By next week there will be patients without access to basic healthcare, warns president of the Physicians Order, Carlos Cortes. Image: Lusa
By next week there will be patients without access to basic healthcare, warns president of the Physicians Order, Carlos Cortes. Image: Lusa

Health crisis: Order of Physicians calls for urgent meeting with health minister 

Warns “by next week there will be patients without healthcare”

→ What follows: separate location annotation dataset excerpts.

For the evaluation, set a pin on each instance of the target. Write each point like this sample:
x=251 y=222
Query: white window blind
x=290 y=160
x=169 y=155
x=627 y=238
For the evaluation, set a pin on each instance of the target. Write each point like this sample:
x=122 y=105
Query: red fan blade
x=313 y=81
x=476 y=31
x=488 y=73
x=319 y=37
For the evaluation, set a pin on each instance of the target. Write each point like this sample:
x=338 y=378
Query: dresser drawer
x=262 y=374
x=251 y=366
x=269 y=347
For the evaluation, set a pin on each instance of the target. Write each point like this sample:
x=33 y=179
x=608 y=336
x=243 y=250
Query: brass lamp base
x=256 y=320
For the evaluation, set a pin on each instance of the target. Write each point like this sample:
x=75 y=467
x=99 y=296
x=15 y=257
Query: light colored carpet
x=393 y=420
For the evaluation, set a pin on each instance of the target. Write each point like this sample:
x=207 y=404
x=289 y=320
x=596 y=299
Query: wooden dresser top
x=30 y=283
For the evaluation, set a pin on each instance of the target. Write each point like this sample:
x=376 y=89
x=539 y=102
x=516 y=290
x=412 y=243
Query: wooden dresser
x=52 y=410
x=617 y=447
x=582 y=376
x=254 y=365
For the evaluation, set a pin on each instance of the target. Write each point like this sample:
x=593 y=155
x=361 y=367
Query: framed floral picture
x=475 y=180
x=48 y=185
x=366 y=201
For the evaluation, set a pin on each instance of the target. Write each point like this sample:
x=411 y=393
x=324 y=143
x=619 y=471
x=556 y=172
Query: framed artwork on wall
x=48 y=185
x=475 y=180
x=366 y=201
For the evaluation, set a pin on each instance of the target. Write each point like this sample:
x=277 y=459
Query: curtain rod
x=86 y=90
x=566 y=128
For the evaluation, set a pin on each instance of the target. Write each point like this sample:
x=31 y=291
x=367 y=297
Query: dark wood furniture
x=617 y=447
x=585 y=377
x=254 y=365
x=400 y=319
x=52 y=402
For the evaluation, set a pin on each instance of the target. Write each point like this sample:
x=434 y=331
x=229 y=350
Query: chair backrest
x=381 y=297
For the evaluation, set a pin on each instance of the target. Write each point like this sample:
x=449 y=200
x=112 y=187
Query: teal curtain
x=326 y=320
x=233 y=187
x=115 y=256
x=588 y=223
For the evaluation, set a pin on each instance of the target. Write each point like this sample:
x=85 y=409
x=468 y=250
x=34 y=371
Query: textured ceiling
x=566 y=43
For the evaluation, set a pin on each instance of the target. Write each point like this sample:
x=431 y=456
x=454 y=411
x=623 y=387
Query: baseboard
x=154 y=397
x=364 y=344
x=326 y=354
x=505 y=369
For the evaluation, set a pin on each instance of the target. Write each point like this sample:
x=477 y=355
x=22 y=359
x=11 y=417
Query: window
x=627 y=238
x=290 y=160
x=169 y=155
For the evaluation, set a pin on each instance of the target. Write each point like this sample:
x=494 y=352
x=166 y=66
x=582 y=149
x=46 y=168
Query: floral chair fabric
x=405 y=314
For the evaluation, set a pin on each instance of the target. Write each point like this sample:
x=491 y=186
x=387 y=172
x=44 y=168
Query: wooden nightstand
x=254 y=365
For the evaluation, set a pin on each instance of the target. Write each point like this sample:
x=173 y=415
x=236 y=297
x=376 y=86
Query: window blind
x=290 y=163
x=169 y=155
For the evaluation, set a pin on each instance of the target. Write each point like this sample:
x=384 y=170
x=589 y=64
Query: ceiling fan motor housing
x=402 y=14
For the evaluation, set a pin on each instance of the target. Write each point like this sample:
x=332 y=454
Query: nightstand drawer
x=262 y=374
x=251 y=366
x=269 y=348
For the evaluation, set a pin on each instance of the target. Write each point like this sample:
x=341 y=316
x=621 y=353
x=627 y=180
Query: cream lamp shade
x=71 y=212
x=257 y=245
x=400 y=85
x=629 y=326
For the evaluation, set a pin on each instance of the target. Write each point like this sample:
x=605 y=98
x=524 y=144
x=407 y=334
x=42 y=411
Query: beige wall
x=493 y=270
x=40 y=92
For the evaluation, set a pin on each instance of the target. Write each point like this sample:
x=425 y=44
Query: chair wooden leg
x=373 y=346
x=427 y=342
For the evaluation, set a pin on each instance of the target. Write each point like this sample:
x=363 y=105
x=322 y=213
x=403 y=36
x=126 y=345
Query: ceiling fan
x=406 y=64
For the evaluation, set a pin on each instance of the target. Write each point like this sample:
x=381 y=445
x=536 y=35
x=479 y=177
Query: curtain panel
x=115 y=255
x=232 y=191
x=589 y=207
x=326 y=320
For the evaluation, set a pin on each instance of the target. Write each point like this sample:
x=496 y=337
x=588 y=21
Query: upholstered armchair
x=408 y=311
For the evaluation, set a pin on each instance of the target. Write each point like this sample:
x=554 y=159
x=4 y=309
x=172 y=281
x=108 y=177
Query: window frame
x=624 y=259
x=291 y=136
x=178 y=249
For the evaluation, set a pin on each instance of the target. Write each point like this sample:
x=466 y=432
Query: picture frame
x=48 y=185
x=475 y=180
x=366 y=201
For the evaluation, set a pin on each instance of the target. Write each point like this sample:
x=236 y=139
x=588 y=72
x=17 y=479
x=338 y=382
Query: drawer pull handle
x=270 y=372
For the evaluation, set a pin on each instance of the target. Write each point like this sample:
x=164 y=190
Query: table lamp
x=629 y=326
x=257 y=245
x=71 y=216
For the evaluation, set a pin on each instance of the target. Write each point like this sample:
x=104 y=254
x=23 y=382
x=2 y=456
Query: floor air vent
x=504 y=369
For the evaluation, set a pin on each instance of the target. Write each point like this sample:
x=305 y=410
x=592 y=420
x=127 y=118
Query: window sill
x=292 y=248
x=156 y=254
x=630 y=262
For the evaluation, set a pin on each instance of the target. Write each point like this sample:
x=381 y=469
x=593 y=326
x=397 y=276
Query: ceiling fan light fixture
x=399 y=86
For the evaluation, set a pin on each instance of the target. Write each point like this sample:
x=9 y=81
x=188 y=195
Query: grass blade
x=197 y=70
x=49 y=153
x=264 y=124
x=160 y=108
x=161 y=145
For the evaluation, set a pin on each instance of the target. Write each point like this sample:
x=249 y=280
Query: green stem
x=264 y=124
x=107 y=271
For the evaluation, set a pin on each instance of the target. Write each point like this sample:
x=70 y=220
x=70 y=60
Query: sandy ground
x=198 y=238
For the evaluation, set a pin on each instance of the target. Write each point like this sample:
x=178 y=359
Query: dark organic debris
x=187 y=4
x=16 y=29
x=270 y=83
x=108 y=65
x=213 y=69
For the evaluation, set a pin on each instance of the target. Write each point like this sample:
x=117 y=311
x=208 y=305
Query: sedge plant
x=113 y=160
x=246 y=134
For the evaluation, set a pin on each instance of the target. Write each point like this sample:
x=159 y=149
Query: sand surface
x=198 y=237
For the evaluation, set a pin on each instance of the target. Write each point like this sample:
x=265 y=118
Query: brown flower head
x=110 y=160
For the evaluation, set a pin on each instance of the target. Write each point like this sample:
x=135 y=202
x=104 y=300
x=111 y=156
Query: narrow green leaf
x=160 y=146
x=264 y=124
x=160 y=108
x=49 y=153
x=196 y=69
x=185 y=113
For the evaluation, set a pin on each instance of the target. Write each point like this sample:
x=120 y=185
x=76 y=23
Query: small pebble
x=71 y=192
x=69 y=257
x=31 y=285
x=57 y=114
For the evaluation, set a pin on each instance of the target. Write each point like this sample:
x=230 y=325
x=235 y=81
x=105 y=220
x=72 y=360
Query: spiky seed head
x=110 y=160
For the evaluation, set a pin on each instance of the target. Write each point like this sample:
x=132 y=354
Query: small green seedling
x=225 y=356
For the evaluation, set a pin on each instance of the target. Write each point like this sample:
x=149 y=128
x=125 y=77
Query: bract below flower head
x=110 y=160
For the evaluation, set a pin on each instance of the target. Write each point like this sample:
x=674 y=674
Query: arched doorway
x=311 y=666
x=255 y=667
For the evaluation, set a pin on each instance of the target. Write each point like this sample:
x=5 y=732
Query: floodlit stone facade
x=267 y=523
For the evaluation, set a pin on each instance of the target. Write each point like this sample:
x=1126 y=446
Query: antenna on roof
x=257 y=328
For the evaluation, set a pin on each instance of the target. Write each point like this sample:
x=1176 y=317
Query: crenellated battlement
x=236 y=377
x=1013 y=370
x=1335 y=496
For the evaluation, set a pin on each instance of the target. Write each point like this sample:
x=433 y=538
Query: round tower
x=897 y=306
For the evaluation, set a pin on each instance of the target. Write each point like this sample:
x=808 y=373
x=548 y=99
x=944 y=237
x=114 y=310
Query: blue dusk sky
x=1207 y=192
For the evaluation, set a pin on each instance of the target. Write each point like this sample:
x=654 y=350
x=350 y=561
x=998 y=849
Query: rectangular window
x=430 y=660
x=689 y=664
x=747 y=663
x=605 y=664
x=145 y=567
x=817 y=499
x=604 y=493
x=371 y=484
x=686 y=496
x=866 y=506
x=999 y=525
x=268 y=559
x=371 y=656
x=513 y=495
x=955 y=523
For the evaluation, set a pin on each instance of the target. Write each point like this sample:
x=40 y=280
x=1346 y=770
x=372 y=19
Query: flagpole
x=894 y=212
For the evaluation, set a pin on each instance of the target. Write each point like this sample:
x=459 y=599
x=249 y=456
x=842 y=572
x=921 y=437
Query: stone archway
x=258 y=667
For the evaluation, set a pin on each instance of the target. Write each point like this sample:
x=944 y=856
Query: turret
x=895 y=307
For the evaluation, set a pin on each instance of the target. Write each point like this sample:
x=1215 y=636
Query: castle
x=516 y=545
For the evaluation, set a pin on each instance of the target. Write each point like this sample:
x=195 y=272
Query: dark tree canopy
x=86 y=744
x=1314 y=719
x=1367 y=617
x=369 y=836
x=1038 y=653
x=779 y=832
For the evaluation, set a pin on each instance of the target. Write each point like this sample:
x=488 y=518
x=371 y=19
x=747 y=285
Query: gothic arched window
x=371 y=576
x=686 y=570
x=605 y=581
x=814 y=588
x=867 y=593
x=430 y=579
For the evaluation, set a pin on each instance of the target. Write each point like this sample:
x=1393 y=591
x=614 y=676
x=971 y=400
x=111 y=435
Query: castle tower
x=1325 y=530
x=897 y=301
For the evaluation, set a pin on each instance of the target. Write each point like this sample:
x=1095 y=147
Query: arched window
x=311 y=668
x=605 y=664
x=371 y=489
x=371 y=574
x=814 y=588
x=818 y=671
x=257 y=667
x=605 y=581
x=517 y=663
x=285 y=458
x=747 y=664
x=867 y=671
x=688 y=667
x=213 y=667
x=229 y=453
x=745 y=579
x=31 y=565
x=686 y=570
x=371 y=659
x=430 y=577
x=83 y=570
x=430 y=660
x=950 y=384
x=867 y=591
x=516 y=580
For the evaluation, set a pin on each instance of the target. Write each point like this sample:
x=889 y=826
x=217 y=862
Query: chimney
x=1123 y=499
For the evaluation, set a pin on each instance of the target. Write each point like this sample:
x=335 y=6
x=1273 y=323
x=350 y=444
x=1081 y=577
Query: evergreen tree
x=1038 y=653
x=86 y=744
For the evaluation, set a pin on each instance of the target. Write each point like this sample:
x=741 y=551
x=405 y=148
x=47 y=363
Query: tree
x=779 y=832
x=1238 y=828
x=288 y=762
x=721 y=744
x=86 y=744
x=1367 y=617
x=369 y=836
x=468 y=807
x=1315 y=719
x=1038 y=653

The Portuguese Order of Physicians (Ordem dos Médicos) has called today for an urgent meeting with health minister Manuel Pizarro to find immediate solutions to put an end to the “serious situation” facing the SNS (national health service).

As Lusa reports, the Order warns that the situation in several hospitals from the north to the south of the country is serious. “By next week there will be patients without access to healthcare”, yet the Ministry of Health and the SNS Executive Board have failed to present any kind of concrete solutions.

Speaking to Lusa, the Order’s president Carlos Cortes described the situation as “an unprecedented crisis” in a public service that was only recently boosted by a new tier of management on the basis that this would improve matters, not damage them even further. 

There is “a great lack of sensitivity and common sense on the part of the government”, particularly regarding the need to value doctors, Cortes told Lusa.

“I have no doubt whatsoever that what is happening at the moment could become catastrophic in the coming months if nothing is done. It’s an unprecedented crisis,” he repeated.

According to the Order’s information, around 25 hospitals are unable to provide services in crucial areas like internal medicine, surgery, paediatrics, cardiology, intensive care and gynaecology and obstetrics.

“We know that Guarda won’t be able to provide internal medicine, that Chaves is having huge difficulties in paediatrics, that Barcelos won’t have surgery either, that Viana do Castelo is also at risk of having breakdowns in various areas that are absolutely fundamental to the response of the SNS,” he said.

This has been a slow-burning crisis, but the formation of the ‘Executive Directorate’ just over a year ago appears if anything to have created more division in the ailing health service than existed under the previous health minister Marta Temido.